Although the amount of money that Americans owe in credit card debt has actually gone down over the past year, reversing the trends of two decades, the most recent statistical estimates indicate that this has been only a temporary occurrence.
Once the newspapers reported a technical end to the economic recession, consumers slowly but surely began to pick up their old habits.
Despite double digit joblessness rates still traumatizing areas of the country, the brief societal pressure to cut corners and save for the future apparently vanished to the ether.
Consequently, the compiled credit card debt account balances for United States residents started to proportionally increase.
Folks just didn't seem to care nearly as much about the repercussions of their interest bearing credit card debt loads, and the national bill statement continued to rise.
Any day now, the total balance for all personally held credit card debt will surpass the barely conceivable sum of one trillion dollars.
What's worse, the recent shake up of the financial markets has disallowed many of the former methods of consolidation to which Americans had grown accustomed.
These sorts of financial...
coping mechanisms, shall we say, often proved to be more trouble than they were worth for the credit card debt borrowers and the nation as a whole.
Nevertheless, in accordance with the proliferation of easy credit card debt for consumers with negligible income and shaky to nonexistent repayment histories, home equity mortgages and lines of credit became all too commonplace as real estate prices fantastically escalated.
Home owners should have realized that the outrageous leaps seen in property appraisals could not possibly have been based on the actual market value of an ordinary residence located in an otherwise unchanged area.
Twenty or even thirty percent hikes in decent but hardly spectacular houses whose surrounding area featured historically flat appreciation - Stockton, say, or Sacramento - should have been an obvious warning sign against the credit card debt binge and consolidation equity loan purge of revolving debt balances.
To an even greater degree, such astronomical over valuations should have sent alarms flashing across Wall Street.
Moreover, the potential for foreclosure of family residences should've been immediately apparent to the (supposed, really) governmental oversight groups in Washington D.
C.
Alas, political pressure from the massive unsecured lender lobby took whatever measures necessary to aid the mortgage industry in their fight against even the slightest federal legislation precisely because they recognized how integral these consolidation loans had become to the expansion of personal debt.

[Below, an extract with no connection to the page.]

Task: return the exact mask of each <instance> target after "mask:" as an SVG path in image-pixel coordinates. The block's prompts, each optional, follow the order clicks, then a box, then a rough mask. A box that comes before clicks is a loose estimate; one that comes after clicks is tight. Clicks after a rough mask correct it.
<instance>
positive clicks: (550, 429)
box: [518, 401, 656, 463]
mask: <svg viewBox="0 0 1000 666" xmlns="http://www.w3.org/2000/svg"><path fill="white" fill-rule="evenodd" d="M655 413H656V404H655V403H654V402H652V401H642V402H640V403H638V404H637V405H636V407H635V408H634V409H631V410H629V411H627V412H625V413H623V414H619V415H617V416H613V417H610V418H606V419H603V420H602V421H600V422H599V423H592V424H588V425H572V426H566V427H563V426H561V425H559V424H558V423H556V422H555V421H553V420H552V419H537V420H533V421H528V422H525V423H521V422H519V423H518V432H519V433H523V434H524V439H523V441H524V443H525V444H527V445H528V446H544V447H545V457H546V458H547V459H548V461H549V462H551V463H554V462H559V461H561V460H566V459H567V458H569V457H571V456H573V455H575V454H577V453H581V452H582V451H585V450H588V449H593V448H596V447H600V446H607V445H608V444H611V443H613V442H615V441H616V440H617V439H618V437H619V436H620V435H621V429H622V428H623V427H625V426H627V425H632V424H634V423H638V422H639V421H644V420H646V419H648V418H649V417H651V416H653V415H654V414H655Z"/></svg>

For some families beset by medial bills and other financial obligations resulting from emergencies - including the substantial credit card debt balances that followed a significant stretch of unemployment - mortgage loan consolidation may indeed have sounded like the most efficient strategy.
Most assuredly, if the appraisal values still exist (remembering that interest rates spiral upwards once the lien or liens against the house pass eighty percent Loan To Value), a refinancing of the primary mortgage that could incorporate credit card debt bills may slice Annual Percentage Rates down to the low single digits for approved borrowers.
Of course, in return for the minimal rates, the heads of household must also keep in mind the likelihood that, unlike charged off credit card debt accounts, defaulted mortgages threaten foreclosure.
A United States citizen's home will more than likely be his most important investment over a lifetime.
That in mind, especially with such newfangled solutions as debt settlement negotiation reducing credit card debt balances by up to sixty five percent, all but the wealthiest borrowers should figure out some sort of system of compensation absent the dangers of putting a family on the street.